Pascal Glémain donne ici la synthèse de ses réflexions sur l’économie sociale et solidaire, et sur ses innovations présentes mais aussi passées, tant sociales que territoriales. Il montre qu’« économie solidaire » n’est pas un oxymore. Il en a l’expérience par ses recherches notamment pour Emmaüs ou le Crédit municipal de Nantes. Et bien évidemment il a pu s’appuyer sur le suivi pédagogique de ses étudiant(e)s et sur ses enseignements, d’abord à l’École supérieure des sciences commerciales d’Angers, puis à partir de 2013 à l’université de Rennes 2.

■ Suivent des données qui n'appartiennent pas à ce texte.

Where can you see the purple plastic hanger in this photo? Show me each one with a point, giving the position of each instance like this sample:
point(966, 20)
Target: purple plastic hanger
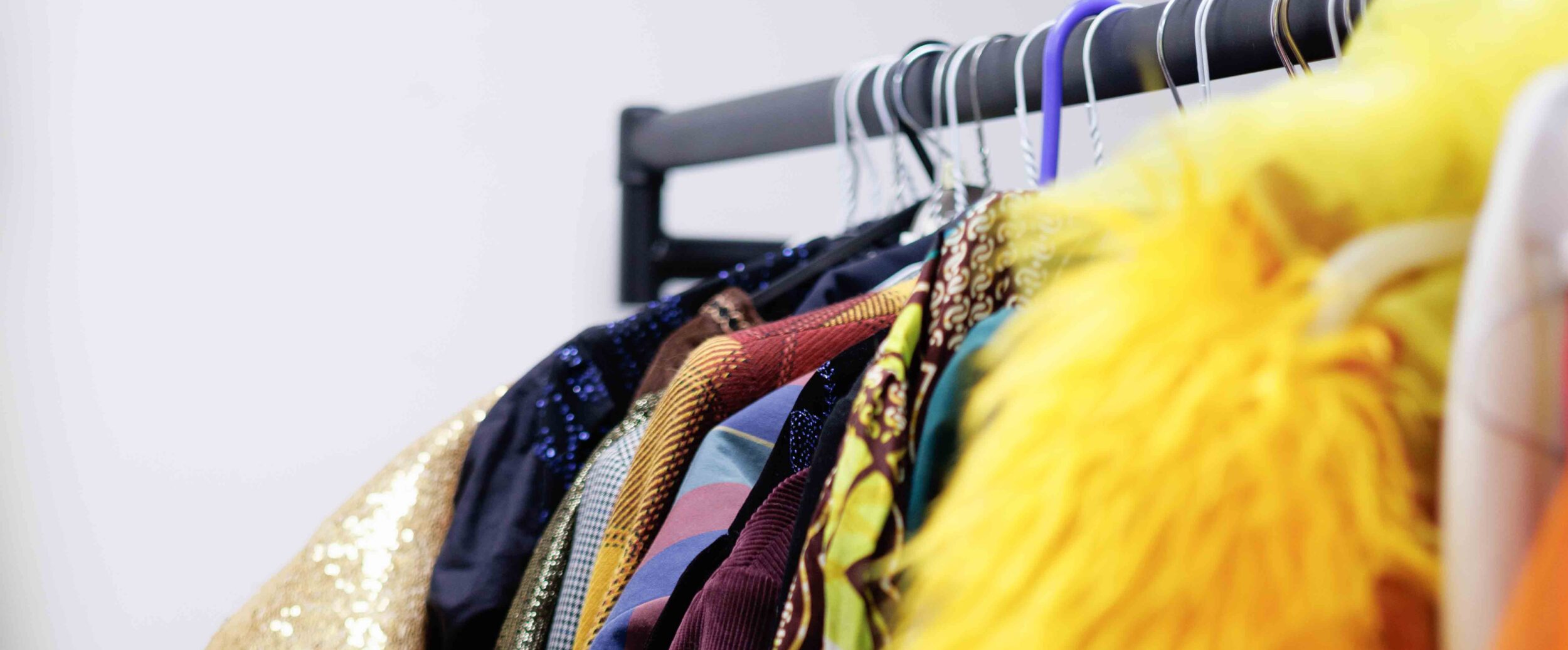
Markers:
point(1051, 82)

Au cours des deux dernières décennies de nombreuses publications sur l’économie sociale et solidaire (désignée parfois comme « nouvelle économie sociale ») ont vu le jour dont, dans le seul domaine franco-phone, et sans pouvoir être exhaustif, Marie Bouchard, Éric Dacheux, Jacques Defourny, Danièle Demoustier, Jean-François Draperi, Christophe Fourel, Laurent Fraisse, Laurent Gardin, Daniel Goujon, Alain Gueslin, Jean-Louis Laville, Benoît Levesque, Margie Mendell, Marthe Nyssens, Jacques Prades, Nadine Richez-Batesti. À leurs travaux, on peut ajouter les contributions d’acteurs comme Pierre Calame, Géraldine Lacroix, Romain Slitine ou Hugues Sibille. Pascal Glémain se place dans leur sillage. Espérons qu’un jour un dictionnaire de l’économie sociale et solidaire réunissant ces multiples compétences et points de vue paraîtra aux Presses universitaires de France, comme cela a été le cas pour la pensée écologique, en 2015, sous la direction de Dominique Bourg et Alain Papaux, ou pour les biens communs, en 2016, sous la direction de Marie Cornu, Fabienne Orsi et Judith Rochfeld. Ainsi se trouverait prolongé et élargi le Dictionnaire de l’autre économie paru en 2006 sous la direction de Jean-Louis Laville et Antonio David Cattani.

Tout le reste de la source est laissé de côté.